The issue got even more complicated when designers tried to appeal to broader market with second-tier collections like Donna Karen's DKNY label or Lauren by Ralph Lauren.  These are deliberately designed to imitate the brands' higher end goods but with lesser quality fabrics and more efficient construction methods so the consumer can get a similar look without paying a premium price.  While these are authorized copies by the designer, they are often copied themselves making for a true buyer beware situation for consumers.

The real Missoni dress is on the left,
Missoni for Target is on the right

The problem of counterfeit goods in the luxury markets is a global concern and intellectual property lawyers are actively searching for ways to prevent these flagrant rip offs.  Legislation has been proposed that would copyright fashion design in much the same way that music, art and writing is protected but some feel that this measure would stifle creativity.  One thing is certain, the counterfeit market is alive and well and not going to go away without dramatic action.

For something a little less serious let's head downstairs to the Special Exhibitions gallery at FIT where "Yves Saint Laurent + Halston: Fashioning the 70s" is now on view.  The 1970s were a decade of social upheaval and nowhere was this better reflected than in women's fashions.  No longer the beatnik 60s and ahead of the disco 80s, the 1970s were a time of relaxed dress codes, the Women's Liberation Movement, the energy crisis, and a shift away from couture houses to designer-led businesses.  Advances in synthetic fabrics and a demand for more wearable styles gave rise to new cuts and looks that allowed women more freedom in what they wore for both day and evening.

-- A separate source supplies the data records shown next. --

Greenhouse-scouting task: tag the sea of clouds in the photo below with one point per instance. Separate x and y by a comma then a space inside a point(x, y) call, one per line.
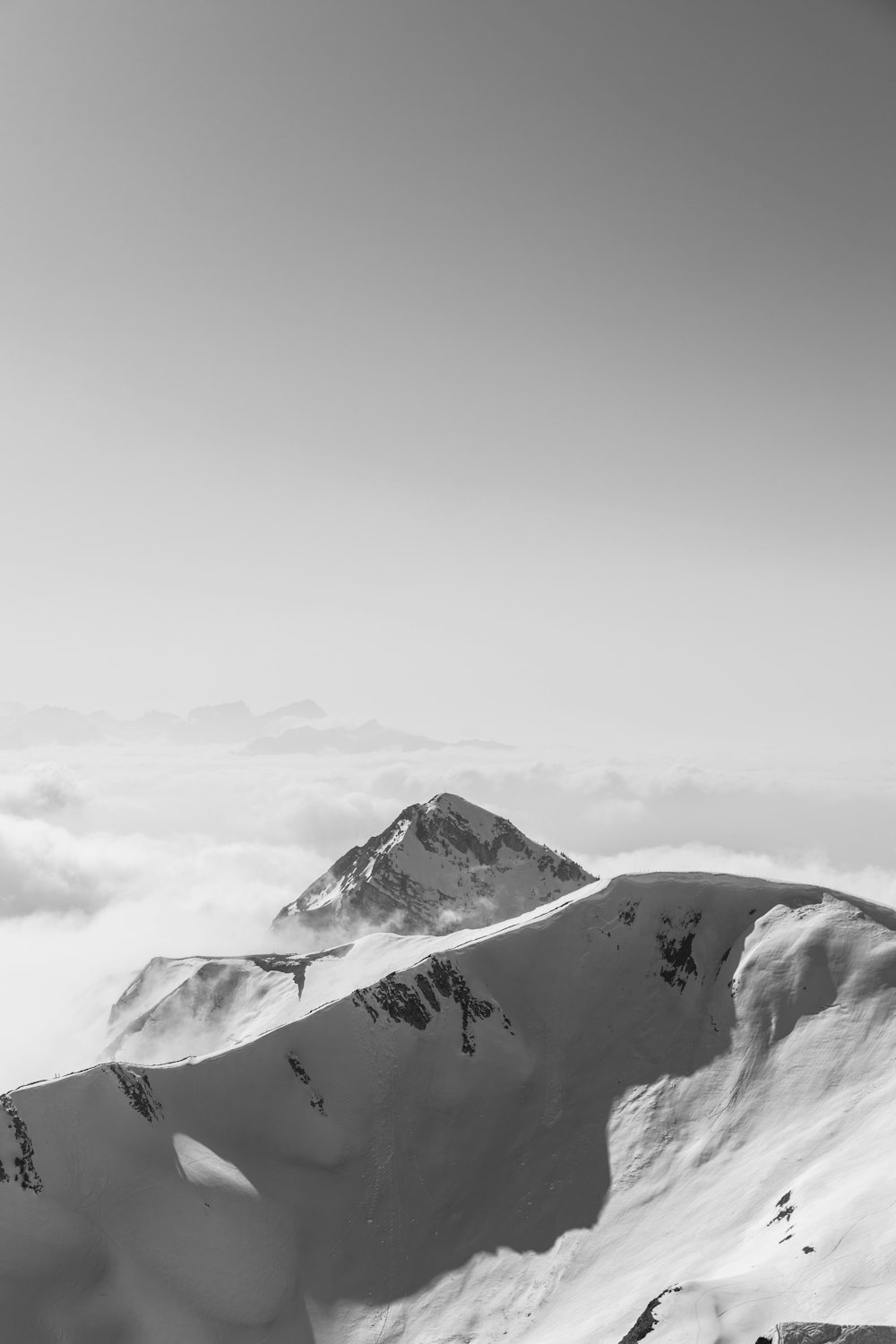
point(116, 852)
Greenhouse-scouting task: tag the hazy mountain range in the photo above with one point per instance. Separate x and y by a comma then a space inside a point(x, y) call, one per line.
point(284, 731)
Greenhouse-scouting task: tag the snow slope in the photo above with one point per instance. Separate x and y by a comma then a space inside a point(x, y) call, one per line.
point(441, 865)
point(438, 865)
point(196, 1005)
point(672, 1093)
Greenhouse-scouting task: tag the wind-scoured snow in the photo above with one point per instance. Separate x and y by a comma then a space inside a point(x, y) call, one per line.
point(664, 1102)
point(441, 865)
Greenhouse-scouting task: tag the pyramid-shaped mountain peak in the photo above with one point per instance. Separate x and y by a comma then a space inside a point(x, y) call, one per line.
point(438, 866)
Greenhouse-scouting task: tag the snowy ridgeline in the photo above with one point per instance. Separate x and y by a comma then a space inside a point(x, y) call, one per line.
point(673, 1091)
point(440, 866)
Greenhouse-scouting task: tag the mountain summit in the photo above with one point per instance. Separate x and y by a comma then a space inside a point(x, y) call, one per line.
point(440, 865)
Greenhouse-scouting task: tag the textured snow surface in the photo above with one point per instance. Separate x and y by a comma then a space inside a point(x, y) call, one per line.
point(675, 1094)
point(814, 1332)
point(441, 865)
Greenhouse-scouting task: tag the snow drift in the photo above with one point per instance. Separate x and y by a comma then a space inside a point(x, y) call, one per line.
point(440, 865)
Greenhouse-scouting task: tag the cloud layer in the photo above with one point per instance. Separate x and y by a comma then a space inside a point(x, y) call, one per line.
point(113, 855)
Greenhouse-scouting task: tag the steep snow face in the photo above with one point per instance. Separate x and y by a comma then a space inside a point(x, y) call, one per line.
point(441, 865)
point(196, 1005)
point(659, 1109)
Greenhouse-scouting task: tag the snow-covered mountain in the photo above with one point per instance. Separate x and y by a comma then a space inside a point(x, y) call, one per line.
point(196, 1005)
point(440, 865)
point(664, 1107)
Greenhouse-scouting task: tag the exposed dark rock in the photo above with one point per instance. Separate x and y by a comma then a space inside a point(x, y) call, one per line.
point(405, 1003)
point(785, 1210)
point(676, 951)
point(449, 980)
point(26, 1174)
point(297, 1069)
point(648, 1319)
point(136, 1088)
point(316, 1099)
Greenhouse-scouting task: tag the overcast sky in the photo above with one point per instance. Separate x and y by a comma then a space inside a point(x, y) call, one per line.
point(490, 367)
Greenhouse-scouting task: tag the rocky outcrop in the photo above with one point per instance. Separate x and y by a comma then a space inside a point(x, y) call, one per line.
point(440, 865)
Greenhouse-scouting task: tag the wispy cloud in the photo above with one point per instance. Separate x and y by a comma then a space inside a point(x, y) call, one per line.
point(113, 855)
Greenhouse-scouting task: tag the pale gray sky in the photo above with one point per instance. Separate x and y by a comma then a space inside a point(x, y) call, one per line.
point(490, 367)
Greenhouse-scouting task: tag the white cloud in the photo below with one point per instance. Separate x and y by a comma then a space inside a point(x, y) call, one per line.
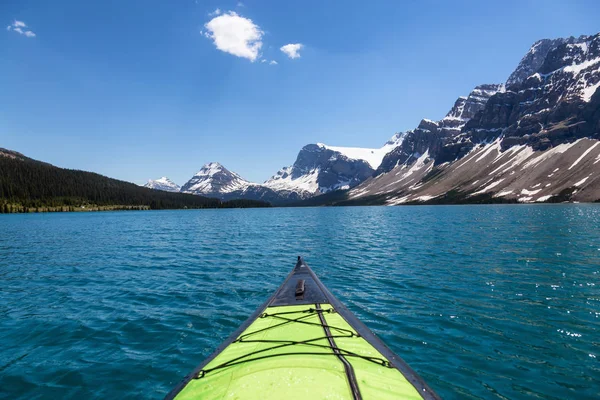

No designers are more representative of this era than Yves Saint Laurent and Halston.  Though they came from different backgrounds (YSL was born in Algeria and began his career with Christian Dior in Paris; Halston came from Des Moines and worked with milliner Lily Daché in New York), their careers followed remarkably similar paths.  By the early 1970s both were designing women's wear with a decidedly masculine twist and both were pioneers in the incorporation of the pants suit into every wardrobe.

As the decade progressed both designers looked to the exotic for inspiration.  Yves Saint Laurent produced his opulent Russian collection while Halston created the sarong dress using one long piece of fabric to wrap around the body.  At the same time, both men were turning up at parties and events dressed in similarly exotic versions of caftans and pajama sets!

Another element used by both designers was a reference to historical costume.  Yves Saint Laurent looked back to the turn of the century for sleeves and crinolines and both he and Halston each re-interpreted the elegance of the 1940s in bias cut dresses.

Today, Yves Saint Laurent is lauded primarily for his extravagant use of color and fantasy while Halston is considered the master of minimalism and modern design and one's legacy is seldom confused with the other's.  However, this step back in time to 70s "Mod" is proof positive that, at least in the beginning, they were, in fact, very much the same.